S. Jay Jayasankar, MD, sums up the positives and negatives, “EMR is neither boon nor bane. If you continue your excellent clinical and communication skills and use EMR with appropriate templates and features, it can be your trusted aide to increase patient safety, care quality, and patient satisfaction and compliance. Remember the ‘garbage in, garbage out’ principle.”

Template: Final POV – Total Knee Arthroplasty (PDF)
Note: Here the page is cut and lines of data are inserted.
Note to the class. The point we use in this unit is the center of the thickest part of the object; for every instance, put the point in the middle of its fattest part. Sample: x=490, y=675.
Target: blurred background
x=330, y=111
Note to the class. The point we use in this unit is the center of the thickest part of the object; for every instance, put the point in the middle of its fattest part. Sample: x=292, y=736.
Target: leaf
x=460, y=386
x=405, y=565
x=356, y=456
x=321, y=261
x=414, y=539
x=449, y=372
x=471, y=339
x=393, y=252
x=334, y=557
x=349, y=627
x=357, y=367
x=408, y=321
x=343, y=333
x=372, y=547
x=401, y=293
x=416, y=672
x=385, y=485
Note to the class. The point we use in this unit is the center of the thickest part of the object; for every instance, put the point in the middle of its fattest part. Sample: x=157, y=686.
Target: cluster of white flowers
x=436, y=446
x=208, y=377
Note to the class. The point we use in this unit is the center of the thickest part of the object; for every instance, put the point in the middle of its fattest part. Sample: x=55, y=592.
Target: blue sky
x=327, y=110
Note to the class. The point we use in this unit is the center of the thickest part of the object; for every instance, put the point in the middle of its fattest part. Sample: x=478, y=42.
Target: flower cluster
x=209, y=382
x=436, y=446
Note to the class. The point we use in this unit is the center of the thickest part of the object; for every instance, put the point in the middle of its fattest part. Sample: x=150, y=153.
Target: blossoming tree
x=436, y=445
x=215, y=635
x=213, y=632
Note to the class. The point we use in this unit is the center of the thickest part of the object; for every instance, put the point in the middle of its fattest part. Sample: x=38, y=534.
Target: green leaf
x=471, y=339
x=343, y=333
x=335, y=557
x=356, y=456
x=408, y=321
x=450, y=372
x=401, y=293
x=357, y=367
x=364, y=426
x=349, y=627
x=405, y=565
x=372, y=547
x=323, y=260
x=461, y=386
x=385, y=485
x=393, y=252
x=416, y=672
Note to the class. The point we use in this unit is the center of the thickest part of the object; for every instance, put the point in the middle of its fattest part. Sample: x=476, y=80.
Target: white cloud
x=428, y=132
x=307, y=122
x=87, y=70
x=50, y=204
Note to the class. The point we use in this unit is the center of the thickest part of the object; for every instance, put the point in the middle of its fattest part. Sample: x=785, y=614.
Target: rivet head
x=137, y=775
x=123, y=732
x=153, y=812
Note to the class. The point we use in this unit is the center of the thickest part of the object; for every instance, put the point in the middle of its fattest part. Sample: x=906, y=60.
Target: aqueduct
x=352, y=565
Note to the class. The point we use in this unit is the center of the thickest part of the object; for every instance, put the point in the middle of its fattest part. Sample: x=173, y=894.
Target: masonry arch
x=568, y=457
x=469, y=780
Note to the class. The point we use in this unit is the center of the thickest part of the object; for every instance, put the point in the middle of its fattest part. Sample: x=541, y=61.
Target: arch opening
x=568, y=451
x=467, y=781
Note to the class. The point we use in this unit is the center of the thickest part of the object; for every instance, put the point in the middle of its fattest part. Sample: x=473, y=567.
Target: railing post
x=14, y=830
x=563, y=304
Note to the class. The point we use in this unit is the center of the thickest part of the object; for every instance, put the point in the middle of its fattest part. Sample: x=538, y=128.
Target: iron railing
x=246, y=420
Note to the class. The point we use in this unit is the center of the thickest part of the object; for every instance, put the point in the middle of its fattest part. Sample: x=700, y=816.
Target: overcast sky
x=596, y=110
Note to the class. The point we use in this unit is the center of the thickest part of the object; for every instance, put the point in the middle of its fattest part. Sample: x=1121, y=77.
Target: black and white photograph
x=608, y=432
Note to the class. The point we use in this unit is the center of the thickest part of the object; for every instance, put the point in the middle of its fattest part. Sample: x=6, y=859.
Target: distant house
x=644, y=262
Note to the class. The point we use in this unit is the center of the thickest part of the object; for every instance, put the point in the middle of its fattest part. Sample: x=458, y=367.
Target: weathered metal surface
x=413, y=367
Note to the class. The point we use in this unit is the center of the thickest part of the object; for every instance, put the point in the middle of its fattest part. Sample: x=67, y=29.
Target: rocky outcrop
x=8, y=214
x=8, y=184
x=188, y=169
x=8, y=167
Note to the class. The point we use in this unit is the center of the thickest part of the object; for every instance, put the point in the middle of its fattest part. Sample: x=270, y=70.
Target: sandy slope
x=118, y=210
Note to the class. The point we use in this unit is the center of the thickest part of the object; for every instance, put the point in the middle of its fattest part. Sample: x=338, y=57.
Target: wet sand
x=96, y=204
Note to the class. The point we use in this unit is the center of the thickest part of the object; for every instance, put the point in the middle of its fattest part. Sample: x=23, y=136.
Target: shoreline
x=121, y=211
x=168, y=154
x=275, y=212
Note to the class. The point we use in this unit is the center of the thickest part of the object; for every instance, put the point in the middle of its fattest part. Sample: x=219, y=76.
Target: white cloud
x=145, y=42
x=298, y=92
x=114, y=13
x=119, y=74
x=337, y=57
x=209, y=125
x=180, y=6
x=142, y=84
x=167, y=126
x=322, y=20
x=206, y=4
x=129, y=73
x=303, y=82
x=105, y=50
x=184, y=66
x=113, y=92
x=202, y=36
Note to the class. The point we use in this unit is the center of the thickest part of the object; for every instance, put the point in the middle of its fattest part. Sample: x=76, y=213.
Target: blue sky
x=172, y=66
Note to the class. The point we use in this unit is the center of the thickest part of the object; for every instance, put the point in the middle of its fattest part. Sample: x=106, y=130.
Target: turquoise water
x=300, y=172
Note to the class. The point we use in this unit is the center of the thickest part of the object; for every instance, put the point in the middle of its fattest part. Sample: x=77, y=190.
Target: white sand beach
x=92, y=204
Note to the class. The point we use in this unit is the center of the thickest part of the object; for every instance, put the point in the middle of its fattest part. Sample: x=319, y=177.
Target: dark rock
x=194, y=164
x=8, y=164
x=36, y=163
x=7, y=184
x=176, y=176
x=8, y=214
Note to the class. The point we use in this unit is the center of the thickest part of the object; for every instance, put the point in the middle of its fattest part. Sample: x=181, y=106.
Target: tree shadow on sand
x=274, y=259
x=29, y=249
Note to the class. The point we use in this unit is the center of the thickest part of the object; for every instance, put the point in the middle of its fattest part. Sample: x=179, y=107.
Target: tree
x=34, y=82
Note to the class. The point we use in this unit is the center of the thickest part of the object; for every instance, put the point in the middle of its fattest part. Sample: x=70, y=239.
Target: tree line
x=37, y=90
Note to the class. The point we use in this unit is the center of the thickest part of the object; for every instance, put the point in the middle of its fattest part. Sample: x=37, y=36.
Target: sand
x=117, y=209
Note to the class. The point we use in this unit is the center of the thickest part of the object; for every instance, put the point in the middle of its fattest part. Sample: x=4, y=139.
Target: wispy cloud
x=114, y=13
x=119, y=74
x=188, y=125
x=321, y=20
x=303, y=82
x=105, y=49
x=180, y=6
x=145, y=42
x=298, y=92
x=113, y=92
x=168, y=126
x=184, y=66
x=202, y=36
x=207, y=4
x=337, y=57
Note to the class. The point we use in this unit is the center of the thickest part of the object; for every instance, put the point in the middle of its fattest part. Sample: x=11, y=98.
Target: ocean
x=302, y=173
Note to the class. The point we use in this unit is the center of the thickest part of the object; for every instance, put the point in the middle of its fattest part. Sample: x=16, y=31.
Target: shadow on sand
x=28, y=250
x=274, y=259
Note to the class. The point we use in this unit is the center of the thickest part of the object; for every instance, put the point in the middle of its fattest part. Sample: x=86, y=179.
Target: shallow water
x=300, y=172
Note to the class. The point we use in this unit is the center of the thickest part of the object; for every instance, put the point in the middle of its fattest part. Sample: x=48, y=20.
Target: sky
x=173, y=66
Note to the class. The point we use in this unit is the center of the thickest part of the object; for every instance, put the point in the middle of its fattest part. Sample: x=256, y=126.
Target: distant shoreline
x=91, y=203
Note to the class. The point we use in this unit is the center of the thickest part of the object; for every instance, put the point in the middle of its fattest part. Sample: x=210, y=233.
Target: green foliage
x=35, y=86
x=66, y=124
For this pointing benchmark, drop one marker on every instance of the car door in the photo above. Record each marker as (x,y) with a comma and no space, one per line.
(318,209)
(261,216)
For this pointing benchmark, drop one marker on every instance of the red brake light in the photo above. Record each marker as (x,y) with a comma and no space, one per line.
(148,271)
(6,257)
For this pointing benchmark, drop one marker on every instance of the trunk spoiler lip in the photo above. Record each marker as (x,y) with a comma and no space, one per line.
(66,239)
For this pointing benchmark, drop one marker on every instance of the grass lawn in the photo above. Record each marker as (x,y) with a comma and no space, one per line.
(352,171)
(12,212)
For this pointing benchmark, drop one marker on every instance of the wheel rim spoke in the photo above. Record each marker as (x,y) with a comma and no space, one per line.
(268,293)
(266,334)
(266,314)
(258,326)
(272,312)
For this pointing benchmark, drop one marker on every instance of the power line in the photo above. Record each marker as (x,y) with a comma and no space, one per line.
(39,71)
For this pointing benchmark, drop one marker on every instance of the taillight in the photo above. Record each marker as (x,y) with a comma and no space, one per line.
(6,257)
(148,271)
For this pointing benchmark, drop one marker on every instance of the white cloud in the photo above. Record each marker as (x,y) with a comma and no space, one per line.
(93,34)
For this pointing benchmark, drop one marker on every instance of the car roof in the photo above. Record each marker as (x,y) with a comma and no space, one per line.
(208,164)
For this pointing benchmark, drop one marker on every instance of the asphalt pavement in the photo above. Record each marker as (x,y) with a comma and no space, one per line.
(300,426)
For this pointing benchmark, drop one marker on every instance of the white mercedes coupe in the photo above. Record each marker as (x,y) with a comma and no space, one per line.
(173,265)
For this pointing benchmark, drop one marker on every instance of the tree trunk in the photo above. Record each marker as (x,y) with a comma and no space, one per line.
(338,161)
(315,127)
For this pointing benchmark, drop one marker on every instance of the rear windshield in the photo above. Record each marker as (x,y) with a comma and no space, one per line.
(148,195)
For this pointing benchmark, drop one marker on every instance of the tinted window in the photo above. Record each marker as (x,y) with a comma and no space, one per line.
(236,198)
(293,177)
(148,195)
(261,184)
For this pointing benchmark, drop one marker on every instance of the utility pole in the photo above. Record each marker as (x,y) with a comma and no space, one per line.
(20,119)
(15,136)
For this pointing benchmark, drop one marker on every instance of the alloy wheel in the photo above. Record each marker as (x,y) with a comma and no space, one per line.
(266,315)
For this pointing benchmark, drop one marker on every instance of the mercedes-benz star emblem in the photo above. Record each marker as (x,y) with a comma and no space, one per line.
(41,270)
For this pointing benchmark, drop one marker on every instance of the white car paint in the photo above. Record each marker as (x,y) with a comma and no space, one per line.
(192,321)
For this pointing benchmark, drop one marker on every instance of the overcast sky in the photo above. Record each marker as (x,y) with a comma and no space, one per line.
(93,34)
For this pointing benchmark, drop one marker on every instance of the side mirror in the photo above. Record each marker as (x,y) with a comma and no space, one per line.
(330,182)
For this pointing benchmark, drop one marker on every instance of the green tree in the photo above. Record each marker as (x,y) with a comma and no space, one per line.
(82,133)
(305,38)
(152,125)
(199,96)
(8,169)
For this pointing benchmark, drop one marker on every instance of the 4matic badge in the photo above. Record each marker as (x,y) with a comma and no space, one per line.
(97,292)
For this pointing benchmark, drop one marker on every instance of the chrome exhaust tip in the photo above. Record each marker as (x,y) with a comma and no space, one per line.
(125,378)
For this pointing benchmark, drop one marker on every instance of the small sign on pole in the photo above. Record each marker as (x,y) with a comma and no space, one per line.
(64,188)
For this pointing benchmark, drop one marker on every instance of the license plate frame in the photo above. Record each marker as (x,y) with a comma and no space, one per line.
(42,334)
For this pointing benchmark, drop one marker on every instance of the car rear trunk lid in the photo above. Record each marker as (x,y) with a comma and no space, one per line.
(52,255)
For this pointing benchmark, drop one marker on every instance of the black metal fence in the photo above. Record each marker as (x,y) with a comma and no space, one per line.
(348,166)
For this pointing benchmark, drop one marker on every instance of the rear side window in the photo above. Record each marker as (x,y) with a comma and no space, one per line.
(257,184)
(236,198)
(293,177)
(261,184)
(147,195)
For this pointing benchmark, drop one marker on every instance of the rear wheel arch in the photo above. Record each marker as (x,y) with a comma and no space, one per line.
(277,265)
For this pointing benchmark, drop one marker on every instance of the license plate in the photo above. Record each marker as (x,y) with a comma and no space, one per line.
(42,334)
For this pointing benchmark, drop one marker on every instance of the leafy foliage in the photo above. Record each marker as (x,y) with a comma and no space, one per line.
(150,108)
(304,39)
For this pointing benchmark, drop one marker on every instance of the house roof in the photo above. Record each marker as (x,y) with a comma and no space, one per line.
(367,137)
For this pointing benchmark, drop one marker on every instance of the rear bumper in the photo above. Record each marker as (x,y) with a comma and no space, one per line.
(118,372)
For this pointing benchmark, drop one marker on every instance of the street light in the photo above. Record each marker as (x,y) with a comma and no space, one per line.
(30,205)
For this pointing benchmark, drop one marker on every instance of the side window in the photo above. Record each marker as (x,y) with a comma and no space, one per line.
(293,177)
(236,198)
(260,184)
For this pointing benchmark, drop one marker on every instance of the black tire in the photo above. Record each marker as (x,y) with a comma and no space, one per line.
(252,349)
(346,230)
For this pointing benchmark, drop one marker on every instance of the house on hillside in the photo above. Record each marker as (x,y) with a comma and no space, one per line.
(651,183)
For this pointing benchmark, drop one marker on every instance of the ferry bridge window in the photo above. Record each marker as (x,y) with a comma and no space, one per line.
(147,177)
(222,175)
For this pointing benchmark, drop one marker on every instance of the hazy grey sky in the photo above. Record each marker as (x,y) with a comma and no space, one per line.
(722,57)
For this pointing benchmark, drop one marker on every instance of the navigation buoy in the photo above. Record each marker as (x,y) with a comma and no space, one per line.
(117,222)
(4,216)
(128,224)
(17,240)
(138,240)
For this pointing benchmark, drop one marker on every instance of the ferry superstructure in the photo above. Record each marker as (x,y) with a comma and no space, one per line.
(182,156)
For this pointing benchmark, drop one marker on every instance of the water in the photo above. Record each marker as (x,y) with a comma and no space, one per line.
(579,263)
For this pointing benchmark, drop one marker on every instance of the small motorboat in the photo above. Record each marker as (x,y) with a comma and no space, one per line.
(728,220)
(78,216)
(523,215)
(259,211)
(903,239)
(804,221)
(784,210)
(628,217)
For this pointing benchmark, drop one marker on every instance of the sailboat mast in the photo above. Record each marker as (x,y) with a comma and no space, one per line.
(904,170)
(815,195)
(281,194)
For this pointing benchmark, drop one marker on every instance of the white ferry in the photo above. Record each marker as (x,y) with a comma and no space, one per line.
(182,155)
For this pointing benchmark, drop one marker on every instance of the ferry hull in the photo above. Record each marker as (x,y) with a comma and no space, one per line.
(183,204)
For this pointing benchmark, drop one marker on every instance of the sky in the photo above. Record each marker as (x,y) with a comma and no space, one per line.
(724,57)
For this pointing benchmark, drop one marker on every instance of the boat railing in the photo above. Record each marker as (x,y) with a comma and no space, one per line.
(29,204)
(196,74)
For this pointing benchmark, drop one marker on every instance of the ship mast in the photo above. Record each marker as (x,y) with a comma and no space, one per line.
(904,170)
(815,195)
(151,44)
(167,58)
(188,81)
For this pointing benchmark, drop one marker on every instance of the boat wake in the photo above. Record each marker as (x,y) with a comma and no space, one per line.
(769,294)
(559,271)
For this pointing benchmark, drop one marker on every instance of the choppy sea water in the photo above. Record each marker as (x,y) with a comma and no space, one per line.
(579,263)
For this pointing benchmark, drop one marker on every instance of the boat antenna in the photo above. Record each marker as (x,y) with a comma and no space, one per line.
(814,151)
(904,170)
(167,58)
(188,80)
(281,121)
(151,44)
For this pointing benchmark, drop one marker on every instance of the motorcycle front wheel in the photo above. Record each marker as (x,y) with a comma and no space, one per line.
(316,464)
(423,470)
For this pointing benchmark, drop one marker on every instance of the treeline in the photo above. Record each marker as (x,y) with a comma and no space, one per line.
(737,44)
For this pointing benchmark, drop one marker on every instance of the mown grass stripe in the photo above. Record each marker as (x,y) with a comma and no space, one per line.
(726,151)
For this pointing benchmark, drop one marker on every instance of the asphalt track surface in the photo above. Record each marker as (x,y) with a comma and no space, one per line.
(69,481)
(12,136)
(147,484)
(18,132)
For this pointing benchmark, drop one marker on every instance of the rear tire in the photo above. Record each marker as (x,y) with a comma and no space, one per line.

Template: First Office Visit – Rotator Cuff

Howard Mevis is director of the AAOS electronic media, evaluation programs, course operations, and practice management group. He can be reached at mevis@aaos.org

Editor’s Note: Articles labeled Orthopaedic Risk Manager are presented by the Medical Liability Committee under the direction of contributing editor S. Jay Jayasankar, MD.

Articles are provided for general information and are not legal advice; for legal advice, consult a qualified professional.

E-mail your comments to feedback-orm@aaos.org or contact this issue’s contributors directly.

Bottom line

  • Focus on the patient, not the software.
  • Ensure complete, accurate documentation using patient- and problem-specific templates.
  • Keep patients engaged in their care.
  • Review and update data security and patient information confidentiality policies and procedures.